Expedia CEO Mark Okerstrom said last month that Google’s traffic is “Shrinking all the time. “

The online review site TripAdvisor is also under pressure. In its last call for results, management announced: “Our biggest challenge remains for Google to push its own hotel products into search and siphon off quality traffic that TripAdvisor would otherwise find. “

These companies are attached to a conveyor belt, directed towards the Google buzzsaw. And the recent income hasn’t been pretty. TripAdvisor sales have fallen three-quarters in a row.

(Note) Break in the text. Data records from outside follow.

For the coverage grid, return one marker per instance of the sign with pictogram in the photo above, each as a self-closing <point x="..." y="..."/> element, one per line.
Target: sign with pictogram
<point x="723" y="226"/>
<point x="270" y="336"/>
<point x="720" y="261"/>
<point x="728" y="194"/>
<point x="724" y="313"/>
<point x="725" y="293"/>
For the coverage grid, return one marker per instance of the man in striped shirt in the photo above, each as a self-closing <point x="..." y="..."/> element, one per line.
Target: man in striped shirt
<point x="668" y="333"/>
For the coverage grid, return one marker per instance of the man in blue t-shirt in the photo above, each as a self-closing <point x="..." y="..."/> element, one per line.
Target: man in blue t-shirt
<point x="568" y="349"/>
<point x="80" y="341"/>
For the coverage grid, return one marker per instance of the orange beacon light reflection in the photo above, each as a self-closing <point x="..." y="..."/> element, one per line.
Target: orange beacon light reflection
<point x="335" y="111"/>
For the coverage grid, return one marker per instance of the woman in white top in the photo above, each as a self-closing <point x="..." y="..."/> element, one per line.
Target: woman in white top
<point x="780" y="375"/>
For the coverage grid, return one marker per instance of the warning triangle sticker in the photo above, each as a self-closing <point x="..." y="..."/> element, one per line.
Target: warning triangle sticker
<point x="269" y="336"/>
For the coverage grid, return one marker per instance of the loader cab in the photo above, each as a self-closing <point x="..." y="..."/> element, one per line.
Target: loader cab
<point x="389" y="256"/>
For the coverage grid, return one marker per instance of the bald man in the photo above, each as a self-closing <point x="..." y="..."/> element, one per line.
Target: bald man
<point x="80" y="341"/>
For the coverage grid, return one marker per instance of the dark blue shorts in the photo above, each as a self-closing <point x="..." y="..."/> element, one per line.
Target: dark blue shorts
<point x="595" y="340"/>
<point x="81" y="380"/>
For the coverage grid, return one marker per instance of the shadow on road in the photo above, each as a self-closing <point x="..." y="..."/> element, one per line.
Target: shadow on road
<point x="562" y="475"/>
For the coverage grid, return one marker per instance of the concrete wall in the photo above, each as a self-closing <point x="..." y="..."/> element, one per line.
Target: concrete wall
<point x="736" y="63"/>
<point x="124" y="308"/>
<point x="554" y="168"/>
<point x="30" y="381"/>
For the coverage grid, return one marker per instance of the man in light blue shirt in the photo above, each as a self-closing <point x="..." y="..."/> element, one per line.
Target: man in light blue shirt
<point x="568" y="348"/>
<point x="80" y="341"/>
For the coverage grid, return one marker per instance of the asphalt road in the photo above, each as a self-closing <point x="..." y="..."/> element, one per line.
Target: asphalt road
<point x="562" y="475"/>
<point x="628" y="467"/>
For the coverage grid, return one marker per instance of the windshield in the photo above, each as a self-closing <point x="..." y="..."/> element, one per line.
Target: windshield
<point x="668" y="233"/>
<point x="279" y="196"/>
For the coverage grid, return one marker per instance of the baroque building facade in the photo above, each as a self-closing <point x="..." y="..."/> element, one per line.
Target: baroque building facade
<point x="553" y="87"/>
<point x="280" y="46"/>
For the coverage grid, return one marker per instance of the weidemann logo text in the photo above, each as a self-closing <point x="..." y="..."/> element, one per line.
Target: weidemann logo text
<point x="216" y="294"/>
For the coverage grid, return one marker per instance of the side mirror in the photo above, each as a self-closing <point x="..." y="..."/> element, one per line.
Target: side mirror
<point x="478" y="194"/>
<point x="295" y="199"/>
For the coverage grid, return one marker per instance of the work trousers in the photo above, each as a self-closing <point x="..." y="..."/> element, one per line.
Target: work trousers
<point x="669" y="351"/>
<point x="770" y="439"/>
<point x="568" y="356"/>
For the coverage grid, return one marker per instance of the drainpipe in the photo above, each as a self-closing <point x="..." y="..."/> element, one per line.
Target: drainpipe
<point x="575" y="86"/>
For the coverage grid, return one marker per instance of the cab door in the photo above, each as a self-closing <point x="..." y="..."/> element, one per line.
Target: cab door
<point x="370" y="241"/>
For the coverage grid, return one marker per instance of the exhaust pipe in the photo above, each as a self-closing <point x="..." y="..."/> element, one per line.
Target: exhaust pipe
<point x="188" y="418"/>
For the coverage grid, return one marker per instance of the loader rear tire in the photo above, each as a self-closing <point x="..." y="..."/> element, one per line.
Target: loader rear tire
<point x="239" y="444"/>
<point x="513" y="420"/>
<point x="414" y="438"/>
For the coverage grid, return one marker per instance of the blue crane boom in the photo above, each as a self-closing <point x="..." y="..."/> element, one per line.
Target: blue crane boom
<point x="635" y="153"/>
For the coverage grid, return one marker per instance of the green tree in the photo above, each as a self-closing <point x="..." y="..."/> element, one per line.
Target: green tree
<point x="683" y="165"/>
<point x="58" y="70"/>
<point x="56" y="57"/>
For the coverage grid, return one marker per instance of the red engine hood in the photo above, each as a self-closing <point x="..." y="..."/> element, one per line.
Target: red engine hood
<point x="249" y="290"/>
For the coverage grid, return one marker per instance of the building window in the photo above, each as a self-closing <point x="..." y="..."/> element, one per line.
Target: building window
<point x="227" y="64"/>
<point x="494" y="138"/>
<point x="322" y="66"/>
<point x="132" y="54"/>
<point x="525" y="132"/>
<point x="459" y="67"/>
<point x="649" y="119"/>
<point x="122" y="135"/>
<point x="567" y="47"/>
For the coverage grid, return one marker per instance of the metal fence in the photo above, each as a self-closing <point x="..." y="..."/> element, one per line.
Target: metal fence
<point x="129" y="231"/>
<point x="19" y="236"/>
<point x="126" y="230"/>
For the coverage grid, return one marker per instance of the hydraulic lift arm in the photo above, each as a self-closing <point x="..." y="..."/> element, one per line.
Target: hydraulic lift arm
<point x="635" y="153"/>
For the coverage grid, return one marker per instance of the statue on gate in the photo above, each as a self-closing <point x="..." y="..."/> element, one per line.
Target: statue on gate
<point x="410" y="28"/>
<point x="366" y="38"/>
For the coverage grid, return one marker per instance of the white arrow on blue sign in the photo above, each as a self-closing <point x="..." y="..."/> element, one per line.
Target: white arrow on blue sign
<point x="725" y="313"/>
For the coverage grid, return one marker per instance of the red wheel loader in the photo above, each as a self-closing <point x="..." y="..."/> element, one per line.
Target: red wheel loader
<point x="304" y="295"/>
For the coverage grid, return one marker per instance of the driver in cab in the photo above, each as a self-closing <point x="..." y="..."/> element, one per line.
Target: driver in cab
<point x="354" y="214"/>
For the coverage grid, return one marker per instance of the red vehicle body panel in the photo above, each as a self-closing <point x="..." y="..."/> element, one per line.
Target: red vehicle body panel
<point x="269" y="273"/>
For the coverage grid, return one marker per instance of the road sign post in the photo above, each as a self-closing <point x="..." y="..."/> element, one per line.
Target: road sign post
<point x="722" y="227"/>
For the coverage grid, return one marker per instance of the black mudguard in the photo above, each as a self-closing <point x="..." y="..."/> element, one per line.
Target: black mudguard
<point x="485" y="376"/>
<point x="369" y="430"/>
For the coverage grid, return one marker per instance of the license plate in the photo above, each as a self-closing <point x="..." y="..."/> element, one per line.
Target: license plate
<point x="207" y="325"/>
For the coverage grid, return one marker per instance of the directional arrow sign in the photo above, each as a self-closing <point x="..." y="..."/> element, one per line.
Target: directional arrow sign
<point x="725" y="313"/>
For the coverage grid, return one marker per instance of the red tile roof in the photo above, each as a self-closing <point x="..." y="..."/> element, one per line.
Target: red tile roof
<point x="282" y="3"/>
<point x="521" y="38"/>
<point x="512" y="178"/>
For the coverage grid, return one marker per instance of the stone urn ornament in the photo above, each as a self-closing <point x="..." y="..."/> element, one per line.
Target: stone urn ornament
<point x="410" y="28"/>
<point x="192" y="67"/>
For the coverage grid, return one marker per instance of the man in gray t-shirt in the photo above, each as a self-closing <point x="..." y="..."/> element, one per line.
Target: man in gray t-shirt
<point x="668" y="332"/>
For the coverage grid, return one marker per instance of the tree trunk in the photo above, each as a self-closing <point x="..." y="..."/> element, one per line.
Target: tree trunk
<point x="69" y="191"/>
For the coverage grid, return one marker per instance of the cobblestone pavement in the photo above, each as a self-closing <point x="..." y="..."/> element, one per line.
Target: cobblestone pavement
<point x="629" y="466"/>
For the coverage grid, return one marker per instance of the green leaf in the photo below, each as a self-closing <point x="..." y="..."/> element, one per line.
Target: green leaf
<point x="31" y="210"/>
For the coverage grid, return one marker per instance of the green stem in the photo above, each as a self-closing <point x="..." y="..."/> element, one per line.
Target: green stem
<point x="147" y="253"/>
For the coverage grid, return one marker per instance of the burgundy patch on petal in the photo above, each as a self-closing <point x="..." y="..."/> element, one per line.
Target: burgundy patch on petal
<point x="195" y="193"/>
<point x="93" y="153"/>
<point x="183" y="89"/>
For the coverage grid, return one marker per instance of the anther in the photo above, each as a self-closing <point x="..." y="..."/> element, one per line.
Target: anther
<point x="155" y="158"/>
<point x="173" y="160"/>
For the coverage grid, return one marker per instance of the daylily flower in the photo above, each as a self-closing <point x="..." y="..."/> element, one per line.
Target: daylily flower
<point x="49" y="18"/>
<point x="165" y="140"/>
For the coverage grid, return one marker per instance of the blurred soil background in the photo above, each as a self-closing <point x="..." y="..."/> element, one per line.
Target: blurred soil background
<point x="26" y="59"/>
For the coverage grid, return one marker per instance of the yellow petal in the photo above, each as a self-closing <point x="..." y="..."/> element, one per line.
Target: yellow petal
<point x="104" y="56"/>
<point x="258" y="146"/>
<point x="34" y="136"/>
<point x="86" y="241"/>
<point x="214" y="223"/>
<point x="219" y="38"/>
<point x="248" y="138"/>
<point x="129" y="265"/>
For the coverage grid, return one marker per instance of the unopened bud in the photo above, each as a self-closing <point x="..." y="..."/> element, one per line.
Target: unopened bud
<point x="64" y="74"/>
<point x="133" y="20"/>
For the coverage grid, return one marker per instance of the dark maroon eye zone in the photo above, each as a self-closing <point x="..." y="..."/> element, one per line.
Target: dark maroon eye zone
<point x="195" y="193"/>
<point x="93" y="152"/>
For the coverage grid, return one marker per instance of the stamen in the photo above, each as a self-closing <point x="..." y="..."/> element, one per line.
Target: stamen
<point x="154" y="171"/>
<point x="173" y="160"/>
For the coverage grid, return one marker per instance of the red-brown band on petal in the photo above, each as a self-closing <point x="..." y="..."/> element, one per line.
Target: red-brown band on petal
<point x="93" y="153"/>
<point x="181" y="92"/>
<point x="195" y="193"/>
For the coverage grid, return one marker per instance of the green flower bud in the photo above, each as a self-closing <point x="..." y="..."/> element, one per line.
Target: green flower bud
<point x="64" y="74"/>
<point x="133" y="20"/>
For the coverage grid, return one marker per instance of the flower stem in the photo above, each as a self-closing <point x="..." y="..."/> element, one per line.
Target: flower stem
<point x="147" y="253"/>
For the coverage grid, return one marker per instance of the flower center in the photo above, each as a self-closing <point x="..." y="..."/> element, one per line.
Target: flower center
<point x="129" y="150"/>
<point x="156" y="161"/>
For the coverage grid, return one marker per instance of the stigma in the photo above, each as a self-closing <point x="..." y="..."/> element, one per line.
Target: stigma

Meanwhile, Expedia and Booking are growing at their slowest pace in several years. Damn, the board of directors of Expedia has just ousted its CEO for poor performance. All three stocks trade as if they were going bankrupt.

here is TripAdvisor (TRAVEL):

Expedia:

And Reservation:

Google disrupts disruptors

Its travel site already generates more revenue than any other travel site. Google earned around $ 18 billion from online travel agents last year. The largest online travel agent, Booking.com, had revenue of $ 14.5 billion!

Keep in mind that these online travel companies are still paying Google billions of dollars a year. Google is therefore unlikely to kill them completely right away.

Instead, I expect Google to sell them enough leads to keep them, while slowly siphoning more and more from their businesses.

In addition, Google is now charging these companies more and more money to appear at the top of its search results. Talk about a kick in the teeth!

Needless to say, I wouldn’t touch these online travel stocks. The last place you want to be as a business is at the mercy of Google.

I recommended buying Google stocks at $ 1,070 / share a few months ago. Today, it is selling for $ 1,320 / share. I see it will reach $ 2,000 in the next two years.